Hall, who last month was awarded the Dr. Frances Keesler Graham Early Career Professorship, was deeply motivated—as a researcher, as an educator, and as a parent—to cross disciplinary boundaries in service to a highly vulnerable segment of society.

“I don’t think it’s something that you can ever put aside,” said Hall of being a parent and teacher working on such a delicate topic. “I was really motivated to work on this project with Jenny and Andrew because of both my academic background in human development and understanding how important the process is of developing from childhood to pre-adolescence to adolescence.”

“Working with children in that time period is important to me. Being in schools as a teacher, I have worked with children who have, unfortunately, experienced trauma. I’ve seen the huge impacts that has on their life and their education and their general well-being. It’s important to me to understand the mechanisms that lead to health disparities in children who have experienced abuse so that we can best mitigate those adverse outcomes.”

Hall’s experience in childhood education also informs her approach to mentorship: it’s a big tent, and there’s room for anyone who wants to do good science. Her lab members are confronted with challenges for which they need to build entirely new sets of technical skills to complement their scientific educations.

“I was a middle school science teacher for four years,” she noted. “A lot of people think that science is not accessible to them: a lot of people who are not in the sciences, a lot of children think that it’s something that you’re just born with the ability to do and to understand, and I don’t believe that at all.
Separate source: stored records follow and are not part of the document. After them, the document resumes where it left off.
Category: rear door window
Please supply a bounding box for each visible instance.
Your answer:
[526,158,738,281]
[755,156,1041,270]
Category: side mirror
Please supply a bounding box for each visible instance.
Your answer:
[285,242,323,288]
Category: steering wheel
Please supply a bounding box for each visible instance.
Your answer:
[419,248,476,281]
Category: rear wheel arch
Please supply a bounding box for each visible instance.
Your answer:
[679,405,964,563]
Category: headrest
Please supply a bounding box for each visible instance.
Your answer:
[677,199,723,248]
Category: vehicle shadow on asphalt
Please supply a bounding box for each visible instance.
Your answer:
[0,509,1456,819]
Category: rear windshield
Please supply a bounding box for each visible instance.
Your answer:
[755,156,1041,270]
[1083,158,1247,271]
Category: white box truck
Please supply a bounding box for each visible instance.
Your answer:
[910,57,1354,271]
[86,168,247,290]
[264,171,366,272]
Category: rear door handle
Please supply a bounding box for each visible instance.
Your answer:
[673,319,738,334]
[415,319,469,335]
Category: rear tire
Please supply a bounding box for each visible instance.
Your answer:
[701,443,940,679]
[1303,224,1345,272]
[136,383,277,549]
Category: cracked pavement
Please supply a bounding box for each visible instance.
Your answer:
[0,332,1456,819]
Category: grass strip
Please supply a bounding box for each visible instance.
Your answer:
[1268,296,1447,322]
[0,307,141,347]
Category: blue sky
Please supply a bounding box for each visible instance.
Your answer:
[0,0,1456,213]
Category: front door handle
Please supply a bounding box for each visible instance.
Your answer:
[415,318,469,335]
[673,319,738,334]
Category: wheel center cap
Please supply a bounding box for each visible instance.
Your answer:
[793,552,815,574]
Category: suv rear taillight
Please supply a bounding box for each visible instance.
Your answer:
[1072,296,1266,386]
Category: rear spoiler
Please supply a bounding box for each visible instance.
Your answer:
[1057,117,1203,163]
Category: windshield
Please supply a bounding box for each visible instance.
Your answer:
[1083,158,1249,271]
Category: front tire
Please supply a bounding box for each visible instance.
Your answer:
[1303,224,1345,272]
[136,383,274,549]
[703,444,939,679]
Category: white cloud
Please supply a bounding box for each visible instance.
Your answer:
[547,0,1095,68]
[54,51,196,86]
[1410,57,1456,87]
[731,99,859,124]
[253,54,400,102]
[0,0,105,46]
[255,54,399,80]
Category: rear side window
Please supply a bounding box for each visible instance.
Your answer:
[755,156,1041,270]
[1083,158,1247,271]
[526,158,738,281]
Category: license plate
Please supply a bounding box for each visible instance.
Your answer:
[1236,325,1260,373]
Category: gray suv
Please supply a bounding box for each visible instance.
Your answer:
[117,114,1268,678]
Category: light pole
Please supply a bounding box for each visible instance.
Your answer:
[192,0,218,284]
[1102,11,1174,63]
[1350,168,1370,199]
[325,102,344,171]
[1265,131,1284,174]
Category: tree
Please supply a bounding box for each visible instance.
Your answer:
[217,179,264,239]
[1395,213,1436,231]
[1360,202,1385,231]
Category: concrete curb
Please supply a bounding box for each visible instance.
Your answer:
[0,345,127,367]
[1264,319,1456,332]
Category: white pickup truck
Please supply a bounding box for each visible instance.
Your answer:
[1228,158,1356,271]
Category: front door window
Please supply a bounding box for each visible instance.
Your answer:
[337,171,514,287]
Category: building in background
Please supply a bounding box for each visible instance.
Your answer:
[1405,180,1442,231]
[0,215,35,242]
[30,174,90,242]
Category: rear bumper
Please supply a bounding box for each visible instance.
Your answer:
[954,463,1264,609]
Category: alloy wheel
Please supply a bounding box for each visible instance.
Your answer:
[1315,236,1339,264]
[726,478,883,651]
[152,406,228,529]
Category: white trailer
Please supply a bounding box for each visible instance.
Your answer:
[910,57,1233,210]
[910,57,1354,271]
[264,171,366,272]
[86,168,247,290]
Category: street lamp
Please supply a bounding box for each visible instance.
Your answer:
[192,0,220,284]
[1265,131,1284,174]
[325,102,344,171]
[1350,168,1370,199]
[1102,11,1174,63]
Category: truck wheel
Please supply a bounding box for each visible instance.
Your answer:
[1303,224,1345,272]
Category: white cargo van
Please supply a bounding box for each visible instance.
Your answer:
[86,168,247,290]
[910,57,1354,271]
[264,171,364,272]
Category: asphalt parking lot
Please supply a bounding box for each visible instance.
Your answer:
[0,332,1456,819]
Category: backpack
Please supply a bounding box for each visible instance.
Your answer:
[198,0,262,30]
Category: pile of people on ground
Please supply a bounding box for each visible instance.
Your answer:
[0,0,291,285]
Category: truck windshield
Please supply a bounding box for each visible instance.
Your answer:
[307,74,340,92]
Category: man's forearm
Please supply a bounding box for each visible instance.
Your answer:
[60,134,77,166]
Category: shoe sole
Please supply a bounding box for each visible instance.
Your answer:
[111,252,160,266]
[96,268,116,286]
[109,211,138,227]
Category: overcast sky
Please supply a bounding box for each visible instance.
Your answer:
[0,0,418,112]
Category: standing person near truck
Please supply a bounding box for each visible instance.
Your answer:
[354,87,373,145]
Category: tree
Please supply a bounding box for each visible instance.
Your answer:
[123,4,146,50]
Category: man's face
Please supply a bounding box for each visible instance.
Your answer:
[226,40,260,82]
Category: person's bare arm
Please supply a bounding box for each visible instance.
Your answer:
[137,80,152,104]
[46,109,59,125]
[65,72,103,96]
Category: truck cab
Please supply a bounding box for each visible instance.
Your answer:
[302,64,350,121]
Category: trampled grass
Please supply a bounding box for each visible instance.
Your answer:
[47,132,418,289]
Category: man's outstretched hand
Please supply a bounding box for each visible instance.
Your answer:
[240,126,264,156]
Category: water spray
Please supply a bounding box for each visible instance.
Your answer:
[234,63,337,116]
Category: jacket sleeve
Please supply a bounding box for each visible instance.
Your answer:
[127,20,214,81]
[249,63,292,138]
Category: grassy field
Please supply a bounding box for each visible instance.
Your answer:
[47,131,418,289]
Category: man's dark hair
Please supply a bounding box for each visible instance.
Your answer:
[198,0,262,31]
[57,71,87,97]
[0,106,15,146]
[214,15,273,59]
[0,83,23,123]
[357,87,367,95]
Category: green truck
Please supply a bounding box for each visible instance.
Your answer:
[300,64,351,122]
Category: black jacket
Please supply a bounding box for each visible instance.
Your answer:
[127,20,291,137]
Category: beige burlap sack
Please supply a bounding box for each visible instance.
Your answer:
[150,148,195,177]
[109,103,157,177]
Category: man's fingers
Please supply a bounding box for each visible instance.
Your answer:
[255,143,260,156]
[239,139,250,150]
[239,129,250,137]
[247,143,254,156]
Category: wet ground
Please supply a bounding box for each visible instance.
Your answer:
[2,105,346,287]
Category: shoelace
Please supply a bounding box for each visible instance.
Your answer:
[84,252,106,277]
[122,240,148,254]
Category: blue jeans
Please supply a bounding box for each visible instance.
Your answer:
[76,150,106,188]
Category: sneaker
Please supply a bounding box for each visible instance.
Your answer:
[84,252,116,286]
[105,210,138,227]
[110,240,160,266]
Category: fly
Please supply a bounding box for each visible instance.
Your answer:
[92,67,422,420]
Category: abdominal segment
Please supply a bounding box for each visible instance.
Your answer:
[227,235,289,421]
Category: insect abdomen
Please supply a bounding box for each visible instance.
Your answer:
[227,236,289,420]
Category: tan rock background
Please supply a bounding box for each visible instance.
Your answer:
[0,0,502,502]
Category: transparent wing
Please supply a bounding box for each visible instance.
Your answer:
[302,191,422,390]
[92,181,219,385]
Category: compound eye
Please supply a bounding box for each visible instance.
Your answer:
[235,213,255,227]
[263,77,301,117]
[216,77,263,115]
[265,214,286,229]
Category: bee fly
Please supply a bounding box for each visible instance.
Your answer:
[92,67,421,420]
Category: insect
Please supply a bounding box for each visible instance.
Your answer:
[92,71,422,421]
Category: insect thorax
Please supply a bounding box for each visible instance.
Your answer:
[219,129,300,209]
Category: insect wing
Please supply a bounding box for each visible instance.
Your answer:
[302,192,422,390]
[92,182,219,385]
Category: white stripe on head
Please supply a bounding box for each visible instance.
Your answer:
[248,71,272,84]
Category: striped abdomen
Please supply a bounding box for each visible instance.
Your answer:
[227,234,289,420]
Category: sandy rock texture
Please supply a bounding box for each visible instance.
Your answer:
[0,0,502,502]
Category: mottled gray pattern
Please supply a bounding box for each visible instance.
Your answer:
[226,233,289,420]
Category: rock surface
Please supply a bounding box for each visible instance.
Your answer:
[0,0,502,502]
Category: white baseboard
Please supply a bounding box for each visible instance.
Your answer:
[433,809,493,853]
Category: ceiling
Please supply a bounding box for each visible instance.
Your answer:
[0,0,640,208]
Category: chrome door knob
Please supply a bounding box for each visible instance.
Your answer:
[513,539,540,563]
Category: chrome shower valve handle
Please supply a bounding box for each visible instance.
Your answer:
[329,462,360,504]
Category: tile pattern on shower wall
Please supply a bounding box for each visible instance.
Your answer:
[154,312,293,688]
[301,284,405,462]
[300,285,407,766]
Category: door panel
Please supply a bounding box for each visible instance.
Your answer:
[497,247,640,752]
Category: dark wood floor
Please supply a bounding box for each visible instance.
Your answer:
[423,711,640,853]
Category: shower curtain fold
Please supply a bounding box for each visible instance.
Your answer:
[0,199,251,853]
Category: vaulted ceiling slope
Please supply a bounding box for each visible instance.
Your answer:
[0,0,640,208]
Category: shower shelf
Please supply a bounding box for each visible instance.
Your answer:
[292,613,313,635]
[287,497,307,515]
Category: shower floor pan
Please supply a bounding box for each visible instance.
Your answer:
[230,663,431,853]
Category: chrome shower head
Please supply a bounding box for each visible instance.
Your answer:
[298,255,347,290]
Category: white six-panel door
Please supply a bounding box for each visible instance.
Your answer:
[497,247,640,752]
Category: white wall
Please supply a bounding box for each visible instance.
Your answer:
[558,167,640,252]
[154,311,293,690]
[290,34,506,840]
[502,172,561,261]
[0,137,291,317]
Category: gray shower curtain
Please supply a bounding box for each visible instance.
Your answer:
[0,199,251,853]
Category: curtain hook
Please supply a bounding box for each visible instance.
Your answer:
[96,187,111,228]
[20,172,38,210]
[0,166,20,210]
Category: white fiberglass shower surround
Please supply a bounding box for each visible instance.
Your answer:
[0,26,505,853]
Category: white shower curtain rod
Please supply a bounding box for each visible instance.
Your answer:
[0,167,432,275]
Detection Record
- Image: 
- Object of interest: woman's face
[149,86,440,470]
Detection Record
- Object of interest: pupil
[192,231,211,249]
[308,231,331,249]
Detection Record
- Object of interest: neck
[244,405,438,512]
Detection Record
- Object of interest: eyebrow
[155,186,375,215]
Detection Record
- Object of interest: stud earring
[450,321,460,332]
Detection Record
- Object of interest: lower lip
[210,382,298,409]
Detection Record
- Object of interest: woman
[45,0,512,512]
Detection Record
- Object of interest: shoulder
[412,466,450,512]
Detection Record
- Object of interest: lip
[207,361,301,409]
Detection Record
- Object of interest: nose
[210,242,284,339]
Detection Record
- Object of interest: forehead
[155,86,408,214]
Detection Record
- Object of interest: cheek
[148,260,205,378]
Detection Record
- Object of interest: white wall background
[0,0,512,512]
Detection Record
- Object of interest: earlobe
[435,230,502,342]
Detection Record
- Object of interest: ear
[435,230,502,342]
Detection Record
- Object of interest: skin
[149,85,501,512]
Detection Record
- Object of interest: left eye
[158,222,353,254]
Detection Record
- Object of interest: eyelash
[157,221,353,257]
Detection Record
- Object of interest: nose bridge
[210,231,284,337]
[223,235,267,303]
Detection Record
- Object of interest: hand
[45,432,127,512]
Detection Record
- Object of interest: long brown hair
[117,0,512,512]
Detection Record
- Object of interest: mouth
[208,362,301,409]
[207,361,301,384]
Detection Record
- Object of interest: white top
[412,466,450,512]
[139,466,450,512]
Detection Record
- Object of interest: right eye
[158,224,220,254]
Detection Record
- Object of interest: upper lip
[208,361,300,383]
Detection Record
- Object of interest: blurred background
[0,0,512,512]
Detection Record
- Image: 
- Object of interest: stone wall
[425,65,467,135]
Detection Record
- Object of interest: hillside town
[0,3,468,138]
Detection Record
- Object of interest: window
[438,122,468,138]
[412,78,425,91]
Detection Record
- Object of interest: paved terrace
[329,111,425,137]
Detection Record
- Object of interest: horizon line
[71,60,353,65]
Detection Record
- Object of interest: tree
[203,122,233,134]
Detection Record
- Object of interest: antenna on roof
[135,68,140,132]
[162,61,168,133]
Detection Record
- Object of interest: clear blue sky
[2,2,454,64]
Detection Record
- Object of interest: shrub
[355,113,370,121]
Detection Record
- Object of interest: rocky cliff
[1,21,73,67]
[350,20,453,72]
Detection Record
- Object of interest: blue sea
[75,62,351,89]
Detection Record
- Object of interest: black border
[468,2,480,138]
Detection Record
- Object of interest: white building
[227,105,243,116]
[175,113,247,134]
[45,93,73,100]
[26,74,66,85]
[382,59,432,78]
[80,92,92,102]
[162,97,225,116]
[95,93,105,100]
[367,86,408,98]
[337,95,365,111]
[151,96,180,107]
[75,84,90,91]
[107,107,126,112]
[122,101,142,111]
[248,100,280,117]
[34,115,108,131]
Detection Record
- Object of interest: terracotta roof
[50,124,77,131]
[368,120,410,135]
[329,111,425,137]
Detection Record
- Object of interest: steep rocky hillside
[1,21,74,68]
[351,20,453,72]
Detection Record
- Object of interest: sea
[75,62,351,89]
“Anyone can learn science if they’re passionate about it and they have good teachers. I was passionate about that as a teacher, and I bring that to my current classes that I teach, and to mentoring. It’s important for people at the graduate or undergraduate level to know that they can get through it. Everyone can do it. I do believe that.”

Hall Lab

Hall’s personal touch and her belief in the ability of anyone with the requisite passion to do high-level science resonates not only with all the people working in her lab. MCIBS student Kristin Passero describes Hall as inclusive, attentive, and organized.   

“When I first started here, Molly said that it would seem like everyone else knows what they’re talking about, but you shouldn’t be intimidated by that,” said Allison Ludman, an undergraduate researcher, because “none of them knew what they were talking about at the beginning. As an undergraduate, it would be easy for others to treat you as though you’re insignificant, and I feel like this lab environment is very inclusive and supportive.”

“She is a really good listener,” added Palmeiro. “I had no software or computational background when I came in. I would ask a question, she would give it back, and that helped me a ton. And everybody else in this lab has their own expertise, and we all communicate. We’re a great team that way. Molly brings that atmosphere to the lab and I think that’s why we’re all really successful.”